Added — pricing for 2026-Q2 model releases

genai_otel/llm_pricing.json now covers models released since Feb 2026 across API, Hugging Face, and Ollama tag formats (following the existing alias convention for each family):

  • Anthropic — Claude Opus 4.7 (claude-opus-4-7, claude-opus-4.7)
  • OpenAI — GPT-5.3 family (gpt-5.3, -chat-latest, -codex) and GPT-5.4 family (base / mini / nano / pro)
  • Google — Gemini 3.1 Flash Live Preview, Flash-Lite Preview; Gemma 4 series (google/gemma-4-31B, -26B-A4B, -E4B, -E2B) with HF + short + Ollama aliases
  • xAI — Grok 4.20 dated snapshots (-0309-reasoning, -non-reasoning, -multi-agent-0309) and Grok 4.1 Fast variants
  • MiniMax — M2.7 (+ highspeed) and M2.5 highspeed tier
  • Zhipu / Z.ai — GLM-5.1 and GLM-5-Turbo (with zai/ and THUDM/ aliases)
  • Moonshot — Kimi K2.6 covering both Moonshot first-party and OpenRouter aggregate prices
  • Alibaba Qwen — Qwen 3.5 Plus, Qwen 3.6 Plus, Qwen 3.6 35B MoE (Qwen/Qwen3.6-35B-A3B)
  • Sarvam AI — Sarvam-30B and Sarvam-105B (free tier, 22 Indic + English)
  • Liquid AI — LFM2-24B-A2B MoE (OpenRouter-verified) and LFM2.5-350M edge model

Fixed

  • Grok 4.20 pricing correctiongrok-4.20 prompt/completion prices corrected from the prior estimate ($3/$15 per 1M) to the xAI-documented $2/$6 per 1M tokens

Notes

  • All pricing is USD per 1K tokens in the JSON (consistent with the existing schema).
  • Where hosted pricing isn't yet published (e.g.
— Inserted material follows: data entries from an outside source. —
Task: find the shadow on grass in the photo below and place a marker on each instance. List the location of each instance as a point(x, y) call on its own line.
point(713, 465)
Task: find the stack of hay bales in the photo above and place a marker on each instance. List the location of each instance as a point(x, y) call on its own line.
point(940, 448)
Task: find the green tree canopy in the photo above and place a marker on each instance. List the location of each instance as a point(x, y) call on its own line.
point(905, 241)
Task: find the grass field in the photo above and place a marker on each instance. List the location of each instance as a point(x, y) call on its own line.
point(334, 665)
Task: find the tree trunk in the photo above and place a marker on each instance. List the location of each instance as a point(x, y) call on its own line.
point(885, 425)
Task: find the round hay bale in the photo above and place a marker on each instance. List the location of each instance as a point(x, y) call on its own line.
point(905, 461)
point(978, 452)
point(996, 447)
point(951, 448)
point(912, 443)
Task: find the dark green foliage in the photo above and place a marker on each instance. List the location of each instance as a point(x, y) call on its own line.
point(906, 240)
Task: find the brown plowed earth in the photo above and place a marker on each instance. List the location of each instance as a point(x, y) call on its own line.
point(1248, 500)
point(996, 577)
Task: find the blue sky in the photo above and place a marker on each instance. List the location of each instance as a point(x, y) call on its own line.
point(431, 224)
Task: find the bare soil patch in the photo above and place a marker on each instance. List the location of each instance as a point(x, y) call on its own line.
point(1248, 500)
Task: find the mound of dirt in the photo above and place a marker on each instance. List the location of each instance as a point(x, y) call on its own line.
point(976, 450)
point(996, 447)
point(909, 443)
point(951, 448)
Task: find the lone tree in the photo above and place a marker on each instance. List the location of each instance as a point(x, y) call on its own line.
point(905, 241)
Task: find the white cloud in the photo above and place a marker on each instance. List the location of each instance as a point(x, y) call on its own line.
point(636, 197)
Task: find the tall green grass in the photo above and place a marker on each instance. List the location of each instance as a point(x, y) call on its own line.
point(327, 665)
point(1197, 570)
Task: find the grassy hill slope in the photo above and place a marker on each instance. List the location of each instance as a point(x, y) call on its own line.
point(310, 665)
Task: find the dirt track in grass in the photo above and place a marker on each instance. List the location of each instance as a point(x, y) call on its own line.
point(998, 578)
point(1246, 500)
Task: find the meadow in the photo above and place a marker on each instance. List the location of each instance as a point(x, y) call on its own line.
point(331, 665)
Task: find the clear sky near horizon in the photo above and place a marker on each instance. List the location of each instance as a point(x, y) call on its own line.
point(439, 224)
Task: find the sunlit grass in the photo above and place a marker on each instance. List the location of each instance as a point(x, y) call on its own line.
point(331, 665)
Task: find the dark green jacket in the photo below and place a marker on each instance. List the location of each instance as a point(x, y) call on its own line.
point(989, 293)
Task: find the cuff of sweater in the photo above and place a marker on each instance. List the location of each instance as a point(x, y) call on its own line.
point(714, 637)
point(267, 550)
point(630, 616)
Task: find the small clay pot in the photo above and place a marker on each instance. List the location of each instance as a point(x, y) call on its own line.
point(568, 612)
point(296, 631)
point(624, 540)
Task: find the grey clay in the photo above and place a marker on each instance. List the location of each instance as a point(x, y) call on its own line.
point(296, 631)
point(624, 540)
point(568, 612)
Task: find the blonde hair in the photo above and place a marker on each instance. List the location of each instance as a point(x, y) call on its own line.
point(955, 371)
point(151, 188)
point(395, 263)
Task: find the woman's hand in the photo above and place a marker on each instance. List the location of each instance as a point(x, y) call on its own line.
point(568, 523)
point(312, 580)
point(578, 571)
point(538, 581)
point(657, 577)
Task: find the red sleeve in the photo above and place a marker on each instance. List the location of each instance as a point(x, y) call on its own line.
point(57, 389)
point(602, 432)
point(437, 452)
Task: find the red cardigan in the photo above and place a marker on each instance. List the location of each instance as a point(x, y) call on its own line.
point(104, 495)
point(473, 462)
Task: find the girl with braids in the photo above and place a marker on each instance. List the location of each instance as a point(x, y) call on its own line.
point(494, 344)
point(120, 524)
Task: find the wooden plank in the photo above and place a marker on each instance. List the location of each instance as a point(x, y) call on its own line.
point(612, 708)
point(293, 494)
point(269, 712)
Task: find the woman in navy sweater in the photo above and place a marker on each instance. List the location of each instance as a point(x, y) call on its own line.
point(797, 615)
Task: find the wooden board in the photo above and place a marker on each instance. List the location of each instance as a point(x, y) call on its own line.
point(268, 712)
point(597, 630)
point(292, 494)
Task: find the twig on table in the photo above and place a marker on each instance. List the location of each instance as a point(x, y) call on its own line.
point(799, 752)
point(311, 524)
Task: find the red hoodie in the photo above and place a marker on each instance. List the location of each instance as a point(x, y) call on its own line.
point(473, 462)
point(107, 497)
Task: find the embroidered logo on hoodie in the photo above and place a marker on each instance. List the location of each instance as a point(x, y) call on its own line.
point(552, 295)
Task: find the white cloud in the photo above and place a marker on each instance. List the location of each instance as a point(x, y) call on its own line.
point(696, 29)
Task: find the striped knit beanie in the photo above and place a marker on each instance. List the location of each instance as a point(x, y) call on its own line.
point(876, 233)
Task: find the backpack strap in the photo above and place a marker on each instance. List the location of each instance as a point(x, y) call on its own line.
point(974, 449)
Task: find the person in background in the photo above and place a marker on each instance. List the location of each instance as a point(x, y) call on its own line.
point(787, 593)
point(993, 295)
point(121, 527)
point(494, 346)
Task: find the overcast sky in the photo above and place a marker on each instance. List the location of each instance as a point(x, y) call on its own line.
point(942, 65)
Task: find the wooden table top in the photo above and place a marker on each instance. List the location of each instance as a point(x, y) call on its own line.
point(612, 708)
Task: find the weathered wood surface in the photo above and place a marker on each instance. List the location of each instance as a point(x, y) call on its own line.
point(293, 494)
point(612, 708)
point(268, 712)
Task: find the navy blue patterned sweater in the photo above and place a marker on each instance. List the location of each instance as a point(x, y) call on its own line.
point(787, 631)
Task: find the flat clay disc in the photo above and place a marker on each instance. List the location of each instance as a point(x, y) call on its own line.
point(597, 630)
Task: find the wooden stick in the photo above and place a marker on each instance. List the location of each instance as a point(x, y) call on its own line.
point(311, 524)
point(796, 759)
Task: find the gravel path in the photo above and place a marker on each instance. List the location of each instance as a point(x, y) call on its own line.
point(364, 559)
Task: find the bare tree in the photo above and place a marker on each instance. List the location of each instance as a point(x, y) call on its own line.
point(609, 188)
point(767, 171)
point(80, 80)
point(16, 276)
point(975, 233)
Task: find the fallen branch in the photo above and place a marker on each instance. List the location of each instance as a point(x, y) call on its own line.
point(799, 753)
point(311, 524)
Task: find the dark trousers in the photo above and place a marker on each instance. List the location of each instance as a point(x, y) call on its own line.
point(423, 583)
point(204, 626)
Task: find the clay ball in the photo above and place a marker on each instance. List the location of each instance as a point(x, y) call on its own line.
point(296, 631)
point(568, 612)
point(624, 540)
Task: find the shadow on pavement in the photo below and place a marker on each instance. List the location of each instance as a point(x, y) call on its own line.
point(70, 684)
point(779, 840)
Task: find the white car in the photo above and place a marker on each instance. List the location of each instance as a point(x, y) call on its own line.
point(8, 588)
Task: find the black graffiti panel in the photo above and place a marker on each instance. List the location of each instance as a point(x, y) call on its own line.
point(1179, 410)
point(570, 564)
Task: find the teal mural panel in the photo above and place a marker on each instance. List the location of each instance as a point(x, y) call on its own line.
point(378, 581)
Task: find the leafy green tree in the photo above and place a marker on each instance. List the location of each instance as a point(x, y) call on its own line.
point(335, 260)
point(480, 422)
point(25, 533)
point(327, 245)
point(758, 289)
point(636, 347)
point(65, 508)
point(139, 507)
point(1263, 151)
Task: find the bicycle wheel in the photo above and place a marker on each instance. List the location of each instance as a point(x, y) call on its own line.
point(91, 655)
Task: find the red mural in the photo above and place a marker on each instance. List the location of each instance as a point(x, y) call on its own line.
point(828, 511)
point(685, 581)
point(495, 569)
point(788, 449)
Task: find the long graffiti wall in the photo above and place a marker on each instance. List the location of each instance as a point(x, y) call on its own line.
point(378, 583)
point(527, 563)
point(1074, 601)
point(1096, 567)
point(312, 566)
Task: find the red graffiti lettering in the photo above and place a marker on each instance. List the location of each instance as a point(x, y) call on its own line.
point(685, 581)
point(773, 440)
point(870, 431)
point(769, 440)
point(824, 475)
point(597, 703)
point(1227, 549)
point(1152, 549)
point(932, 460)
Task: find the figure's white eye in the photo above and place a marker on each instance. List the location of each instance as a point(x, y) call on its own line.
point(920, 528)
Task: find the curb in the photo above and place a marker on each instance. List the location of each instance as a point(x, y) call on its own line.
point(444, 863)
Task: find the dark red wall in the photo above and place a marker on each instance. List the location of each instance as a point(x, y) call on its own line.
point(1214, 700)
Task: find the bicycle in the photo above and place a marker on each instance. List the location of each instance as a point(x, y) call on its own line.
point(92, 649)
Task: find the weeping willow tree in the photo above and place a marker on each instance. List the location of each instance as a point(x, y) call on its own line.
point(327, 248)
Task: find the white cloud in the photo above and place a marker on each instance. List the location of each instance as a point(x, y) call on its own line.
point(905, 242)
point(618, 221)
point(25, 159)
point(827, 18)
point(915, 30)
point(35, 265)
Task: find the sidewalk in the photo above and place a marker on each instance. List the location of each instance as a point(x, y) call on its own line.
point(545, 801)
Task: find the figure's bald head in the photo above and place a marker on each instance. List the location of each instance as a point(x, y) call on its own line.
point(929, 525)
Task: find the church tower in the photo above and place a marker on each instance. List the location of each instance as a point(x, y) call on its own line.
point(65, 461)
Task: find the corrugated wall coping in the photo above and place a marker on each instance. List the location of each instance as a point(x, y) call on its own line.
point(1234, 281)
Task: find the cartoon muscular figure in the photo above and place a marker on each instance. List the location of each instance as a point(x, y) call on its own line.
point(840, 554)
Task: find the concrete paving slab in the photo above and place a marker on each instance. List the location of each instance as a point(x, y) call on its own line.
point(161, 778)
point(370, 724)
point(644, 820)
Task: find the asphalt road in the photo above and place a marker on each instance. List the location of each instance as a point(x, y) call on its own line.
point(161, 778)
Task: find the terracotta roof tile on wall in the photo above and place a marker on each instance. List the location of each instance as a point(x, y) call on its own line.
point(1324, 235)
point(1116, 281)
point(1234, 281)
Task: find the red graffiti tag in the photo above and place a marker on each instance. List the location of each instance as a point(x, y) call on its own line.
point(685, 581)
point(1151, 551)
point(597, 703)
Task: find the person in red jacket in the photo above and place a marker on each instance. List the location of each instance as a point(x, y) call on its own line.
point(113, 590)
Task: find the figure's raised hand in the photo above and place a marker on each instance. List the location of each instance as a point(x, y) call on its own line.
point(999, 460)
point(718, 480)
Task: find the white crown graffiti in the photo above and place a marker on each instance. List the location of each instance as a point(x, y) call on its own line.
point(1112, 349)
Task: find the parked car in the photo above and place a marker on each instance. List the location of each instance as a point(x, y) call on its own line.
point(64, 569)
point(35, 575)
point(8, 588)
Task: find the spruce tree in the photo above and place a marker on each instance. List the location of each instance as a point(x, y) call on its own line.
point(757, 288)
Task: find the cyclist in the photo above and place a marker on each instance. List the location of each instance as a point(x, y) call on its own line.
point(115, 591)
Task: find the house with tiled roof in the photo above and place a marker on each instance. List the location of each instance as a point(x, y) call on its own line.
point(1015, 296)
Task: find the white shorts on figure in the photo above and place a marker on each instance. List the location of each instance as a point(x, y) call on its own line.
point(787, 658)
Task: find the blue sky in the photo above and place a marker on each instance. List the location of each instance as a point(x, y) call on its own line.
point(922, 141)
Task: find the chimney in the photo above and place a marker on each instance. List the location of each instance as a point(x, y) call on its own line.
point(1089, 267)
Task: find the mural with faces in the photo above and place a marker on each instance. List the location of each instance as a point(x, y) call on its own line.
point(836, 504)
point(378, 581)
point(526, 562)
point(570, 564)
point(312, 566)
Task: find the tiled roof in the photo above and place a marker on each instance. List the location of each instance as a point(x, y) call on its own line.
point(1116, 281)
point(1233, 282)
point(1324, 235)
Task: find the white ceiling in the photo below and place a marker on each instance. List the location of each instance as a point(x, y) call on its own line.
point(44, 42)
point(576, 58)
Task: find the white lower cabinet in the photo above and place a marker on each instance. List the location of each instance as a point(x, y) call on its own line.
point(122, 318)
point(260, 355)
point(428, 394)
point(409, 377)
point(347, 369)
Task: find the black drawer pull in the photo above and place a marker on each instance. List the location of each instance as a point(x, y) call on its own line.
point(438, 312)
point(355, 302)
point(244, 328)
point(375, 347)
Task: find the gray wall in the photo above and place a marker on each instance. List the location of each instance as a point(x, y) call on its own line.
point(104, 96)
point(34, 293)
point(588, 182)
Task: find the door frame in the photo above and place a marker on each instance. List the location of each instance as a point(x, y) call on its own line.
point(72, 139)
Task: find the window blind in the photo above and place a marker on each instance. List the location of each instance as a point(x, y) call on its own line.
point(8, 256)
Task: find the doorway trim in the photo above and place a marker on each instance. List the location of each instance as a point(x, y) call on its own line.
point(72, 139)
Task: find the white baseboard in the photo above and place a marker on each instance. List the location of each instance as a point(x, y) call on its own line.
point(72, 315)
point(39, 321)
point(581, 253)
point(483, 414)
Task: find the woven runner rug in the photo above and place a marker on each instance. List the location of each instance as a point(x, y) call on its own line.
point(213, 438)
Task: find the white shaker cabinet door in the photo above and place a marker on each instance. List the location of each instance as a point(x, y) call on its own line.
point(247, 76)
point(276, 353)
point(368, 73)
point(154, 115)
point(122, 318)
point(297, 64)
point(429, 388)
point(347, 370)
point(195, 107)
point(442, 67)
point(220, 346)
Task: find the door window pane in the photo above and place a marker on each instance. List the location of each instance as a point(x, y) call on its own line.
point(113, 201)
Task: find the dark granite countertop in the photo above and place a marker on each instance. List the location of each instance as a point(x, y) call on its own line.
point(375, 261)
Qwen3.6-35B-A3B, Gemma 4 26B-A4B / E4B / E2B, LFM2.5-350M), entries use size/tier estimates and are flagged with estimated in the note field.
  • Sarvam-30B / 105B priced at 0.0 to reflect Sarvam's free first-party API tier as of this release; revisit when a paid tier is published.